И вот однажды, облокотившись на саркофаг, Бенедетта, до того избегавшая упоминать имя Дарио, заговорила о своем возлюбленном. Ах, бедняжка! После той грубой, неистовой выходки он держится так скромно, полон такого раскаяния! Пытаясь скрыть свое замешательство, он сперва уехал на три дня в Неаполь; говорят, будто Тоньетта, эта прелестница с белыми розами, что до сумасшествия в него влюблена, помчалась туда за ним.
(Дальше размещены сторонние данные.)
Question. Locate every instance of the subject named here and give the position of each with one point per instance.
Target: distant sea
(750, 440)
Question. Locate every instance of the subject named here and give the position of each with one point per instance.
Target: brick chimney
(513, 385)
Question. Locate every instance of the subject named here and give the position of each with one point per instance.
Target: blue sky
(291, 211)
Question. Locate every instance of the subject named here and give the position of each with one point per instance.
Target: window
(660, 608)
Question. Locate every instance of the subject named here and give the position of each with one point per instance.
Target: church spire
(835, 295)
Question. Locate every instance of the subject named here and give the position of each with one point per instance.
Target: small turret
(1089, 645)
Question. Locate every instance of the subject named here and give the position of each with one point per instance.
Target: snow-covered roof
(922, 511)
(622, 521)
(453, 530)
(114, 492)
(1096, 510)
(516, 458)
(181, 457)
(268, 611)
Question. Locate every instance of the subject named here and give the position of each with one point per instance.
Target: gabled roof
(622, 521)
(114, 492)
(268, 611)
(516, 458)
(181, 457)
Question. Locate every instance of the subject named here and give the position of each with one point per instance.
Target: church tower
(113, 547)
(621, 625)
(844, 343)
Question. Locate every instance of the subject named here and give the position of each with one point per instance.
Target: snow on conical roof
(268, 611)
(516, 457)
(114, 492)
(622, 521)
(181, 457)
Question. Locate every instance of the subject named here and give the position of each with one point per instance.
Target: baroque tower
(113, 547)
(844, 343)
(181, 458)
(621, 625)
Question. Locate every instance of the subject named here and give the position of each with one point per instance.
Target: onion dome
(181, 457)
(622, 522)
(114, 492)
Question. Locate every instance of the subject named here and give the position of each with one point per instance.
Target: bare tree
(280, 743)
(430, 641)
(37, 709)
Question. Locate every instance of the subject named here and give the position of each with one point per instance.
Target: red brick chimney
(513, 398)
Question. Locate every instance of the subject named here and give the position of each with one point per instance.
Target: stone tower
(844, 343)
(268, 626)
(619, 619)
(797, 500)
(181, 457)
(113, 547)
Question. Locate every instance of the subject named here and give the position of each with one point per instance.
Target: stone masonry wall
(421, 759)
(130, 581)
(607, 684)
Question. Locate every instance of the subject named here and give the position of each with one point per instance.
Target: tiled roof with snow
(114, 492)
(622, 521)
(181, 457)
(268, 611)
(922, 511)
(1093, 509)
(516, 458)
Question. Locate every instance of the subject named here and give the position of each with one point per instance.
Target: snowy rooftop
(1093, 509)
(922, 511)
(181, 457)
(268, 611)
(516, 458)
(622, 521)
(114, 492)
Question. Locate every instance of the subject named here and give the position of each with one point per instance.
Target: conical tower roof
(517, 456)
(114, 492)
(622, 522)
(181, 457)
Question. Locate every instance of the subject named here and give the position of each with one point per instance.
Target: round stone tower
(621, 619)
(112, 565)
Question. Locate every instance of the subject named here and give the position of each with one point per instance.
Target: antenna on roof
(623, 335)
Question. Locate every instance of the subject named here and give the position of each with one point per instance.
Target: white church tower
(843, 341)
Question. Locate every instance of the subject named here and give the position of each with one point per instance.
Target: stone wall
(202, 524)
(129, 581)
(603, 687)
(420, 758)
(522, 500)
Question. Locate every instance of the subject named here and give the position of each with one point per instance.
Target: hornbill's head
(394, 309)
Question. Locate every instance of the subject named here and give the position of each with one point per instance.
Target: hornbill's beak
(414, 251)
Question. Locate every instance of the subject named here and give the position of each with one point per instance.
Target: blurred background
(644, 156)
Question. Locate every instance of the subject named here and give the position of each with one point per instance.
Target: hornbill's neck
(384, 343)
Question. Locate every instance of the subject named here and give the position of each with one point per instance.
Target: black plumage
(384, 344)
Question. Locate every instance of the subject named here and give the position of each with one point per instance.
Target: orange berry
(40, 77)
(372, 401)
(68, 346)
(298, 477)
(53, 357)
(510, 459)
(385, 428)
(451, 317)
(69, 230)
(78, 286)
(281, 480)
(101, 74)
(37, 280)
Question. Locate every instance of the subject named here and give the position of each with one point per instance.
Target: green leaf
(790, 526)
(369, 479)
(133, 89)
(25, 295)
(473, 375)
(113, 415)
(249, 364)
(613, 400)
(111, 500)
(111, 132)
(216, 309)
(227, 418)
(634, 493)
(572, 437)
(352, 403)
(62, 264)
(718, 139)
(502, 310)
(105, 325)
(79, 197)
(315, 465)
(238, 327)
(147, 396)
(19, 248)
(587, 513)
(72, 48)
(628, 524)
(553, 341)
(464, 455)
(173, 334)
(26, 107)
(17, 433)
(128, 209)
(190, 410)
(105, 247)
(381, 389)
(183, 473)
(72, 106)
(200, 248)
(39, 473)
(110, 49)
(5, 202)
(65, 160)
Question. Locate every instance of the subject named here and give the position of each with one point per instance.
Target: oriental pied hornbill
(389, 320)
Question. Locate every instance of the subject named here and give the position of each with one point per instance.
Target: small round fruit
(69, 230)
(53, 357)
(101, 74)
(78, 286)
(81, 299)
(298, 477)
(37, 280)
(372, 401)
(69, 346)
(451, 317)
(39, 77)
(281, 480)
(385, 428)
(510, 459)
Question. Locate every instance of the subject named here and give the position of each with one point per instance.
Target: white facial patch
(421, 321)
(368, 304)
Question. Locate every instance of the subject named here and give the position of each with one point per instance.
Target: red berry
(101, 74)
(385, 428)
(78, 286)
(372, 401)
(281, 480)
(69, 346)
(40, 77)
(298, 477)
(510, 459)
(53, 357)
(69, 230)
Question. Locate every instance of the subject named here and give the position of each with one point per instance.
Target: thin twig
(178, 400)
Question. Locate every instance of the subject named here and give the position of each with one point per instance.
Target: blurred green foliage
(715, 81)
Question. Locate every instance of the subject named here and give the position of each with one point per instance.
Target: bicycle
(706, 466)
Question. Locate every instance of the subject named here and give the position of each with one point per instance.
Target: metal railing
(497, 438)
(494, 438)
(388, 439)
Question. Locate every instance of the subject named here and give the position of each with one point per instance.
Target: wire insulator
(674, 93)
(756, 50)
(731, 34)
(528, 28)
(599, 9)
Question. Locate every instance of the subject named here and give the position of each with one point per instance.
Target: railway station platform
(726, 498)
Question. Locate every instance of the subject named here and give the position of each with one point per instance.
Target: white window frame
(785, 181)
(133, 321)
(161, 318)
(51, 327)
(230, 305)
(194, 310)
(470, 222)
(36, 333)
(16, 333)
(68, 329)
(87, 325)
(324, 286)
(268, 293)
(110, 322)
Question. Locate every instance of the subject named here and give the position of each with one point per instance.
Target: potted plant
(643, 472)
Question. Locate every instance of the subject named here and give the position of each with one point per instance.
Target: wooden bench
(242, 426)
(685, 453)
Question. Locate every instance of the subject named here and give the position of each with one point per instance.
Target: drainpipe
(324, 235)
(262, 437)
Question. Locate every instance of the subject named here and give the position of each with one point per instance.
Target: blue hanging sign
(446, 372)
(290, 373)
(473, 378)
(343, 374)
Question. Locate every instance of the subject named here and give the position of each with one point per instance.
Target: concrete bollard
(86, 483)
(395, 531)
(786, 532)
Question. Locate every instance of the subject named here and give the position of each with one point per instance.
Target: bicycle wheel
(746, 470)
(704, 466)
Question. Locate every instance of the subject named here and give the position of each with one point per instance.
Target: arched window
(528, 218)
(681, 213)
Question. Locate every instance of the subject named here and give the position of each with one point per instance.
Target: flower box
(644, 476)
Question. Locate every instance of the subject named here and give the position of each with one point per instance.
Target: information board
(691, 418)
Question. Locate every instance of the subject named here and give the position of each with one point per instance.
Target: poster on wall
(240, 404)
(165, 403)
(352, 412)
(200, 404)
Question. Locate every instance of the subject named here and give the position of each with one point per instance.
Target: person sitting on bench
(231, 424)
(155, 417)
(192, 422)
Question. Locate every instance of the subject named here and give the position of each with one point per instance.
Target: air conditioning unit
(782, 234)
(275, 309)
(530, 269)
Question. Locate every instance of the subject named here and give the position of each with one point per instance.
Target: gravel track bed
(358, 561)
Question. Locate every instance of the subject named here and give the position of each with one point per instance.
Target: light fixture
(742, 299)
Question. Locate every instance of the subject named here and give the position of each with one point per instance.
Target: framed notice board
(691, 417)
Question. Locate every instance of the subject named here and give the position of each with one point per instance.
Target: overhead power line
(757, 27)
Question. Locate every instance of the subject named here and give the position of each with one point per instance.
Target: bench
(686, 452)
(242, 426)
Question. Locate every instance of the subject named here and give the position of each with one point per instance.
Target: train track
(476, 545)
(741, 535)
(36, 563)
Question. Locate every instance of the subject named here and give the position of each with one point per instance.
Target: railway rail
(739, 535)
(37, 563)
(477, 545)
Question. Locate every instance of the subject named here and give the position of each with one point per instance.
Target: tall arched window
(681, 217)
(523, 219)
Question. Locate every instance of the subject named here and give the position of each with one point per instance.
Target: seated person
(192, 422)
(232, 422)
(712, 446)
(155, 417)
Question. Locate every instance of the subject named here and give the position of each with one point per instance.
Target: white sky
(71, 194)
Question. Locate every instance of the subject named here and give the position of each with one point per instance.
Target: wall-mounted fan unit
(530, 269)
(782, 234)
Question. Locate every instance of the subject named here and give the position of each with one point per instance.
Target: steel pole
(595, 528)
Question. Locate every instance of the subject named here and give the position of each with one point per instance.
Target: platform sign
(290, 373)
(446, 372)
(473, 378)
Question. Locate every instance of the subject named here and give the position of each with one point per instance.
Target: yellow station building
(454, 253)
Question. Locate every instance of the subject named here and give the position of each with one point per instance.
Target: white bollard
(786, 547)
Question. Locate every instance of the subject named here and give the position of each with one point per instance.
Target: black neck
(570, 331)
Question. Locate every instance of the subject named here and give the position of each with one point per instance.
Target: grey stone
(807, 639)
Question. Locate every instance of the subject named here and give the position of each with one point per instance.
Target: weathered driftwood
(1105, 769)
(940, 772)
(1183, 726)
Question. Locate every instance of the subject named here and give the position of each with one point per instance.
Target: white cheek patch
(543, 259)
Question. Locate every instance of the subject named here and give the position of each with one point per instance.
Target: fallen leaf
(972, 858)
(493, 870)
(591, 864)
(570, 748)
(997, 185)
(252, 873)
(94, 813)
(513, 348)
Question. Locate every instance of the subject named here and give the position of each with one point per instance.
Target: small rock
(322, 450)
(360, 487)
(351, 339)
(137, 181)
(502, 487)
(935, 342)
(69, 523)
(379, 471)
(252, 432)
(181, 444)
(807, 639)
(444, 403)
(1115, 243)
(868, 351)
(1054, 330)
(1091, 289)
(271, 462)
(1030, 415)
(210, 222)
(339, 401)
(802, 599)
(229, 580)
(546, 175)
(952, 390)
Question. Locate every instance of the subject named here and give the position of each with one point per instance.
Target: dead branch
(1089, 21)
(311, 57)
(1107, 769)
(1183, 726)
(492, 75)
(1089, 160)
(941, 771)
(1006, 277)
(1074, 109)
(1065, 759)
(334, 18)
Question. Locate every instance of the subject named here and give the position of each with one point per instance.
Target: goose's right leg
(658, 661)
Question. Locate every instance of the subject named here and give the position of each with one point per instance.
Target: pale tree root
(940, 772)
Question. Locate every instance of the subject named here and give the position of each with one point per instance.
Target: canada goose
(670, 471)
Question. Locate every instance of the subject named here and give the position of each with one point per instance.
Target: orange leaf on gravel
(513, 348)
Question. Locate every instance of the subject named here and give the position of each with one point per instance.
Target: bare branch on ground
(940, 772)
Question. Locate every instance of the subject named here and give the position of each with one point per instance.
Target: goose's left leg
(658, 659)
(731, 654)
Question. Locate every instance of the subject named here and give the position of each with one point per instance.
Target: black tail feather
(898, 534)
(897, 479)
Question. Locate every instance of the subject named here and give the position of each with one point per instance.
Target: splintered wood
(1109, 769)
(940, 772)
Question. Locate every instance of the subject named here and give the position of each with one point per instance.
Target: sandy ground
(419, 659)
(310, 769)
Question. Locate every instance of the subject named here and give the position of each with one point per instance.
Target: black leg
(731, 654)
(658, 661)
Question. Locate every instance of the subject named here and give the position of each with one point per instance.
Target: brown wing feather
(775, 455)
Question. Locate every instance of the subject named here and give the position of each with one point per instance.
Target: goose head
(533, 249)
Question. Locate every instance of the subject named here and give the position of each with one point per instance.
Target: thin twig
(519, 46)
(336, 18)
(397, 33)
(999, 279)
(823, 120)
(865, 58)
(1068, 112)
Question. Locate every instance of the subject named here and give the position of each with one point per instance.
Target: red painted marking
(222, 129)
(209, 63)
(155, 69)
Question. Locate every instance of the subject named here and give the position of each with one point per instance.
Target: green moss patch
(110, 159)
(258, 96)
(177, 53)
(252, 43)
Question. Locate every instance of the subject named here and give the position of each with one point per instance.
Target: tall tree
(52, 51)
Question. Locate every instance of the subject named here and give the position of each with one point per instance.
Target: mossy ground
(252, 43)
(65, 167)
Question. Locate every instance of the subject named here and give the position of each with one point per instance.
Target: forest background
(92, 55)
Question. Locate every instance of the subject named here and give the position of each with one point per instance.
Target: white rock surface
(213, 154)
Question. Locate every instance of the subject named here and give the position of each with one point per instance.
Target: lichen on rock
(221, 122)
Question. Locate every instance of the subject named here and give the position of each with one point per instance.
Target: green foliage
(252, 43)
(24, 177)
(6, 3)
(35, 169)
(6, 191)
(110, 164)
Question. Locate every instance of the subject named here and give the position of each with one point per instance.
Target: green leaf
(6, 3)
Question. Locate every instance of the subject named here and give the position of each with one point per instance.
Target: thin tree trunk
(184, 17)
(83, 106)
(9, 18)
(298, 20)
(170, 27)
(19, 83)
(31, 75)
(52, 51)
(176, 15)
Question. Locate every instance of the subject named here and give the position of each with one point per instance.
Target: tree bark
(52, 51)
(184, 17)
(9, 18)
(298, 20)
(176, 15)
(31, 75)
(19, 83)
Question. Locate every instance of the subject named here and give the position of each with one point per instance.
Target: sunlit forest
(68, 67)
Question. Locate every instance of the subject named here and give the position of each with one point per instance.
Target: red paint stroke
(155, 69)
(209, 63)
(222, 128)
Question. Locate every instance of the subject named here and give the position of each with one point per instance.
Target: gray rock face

А вернувшись домой, Дарио избегал оставаться с кузиной наедине, виделся с нею лишь по понедельникам вечером, — покорный, глазами умоляя о прощении.
— Вчера, — продолжала Бенедетта, — я встретилась с ним на лестнице и протянула ему руку, он понял, что я больше не сержусь, и был очень счастлив… Что поделаешь? Моей суровости хватило ненадолго. И потом, я боюсь, как бы он не скомпрометировал себя с этой женщиной, если, желая рассеяться, вздумает поразвлечься с нею. Он должен знать, что я по-прежнему ого люблю, по-прежнему жду… Он мой, только мой! И скажи я лишь слово, он упал бы в мои объятия, стал бы моим навеки. Но дела наши так плохи, так плохи!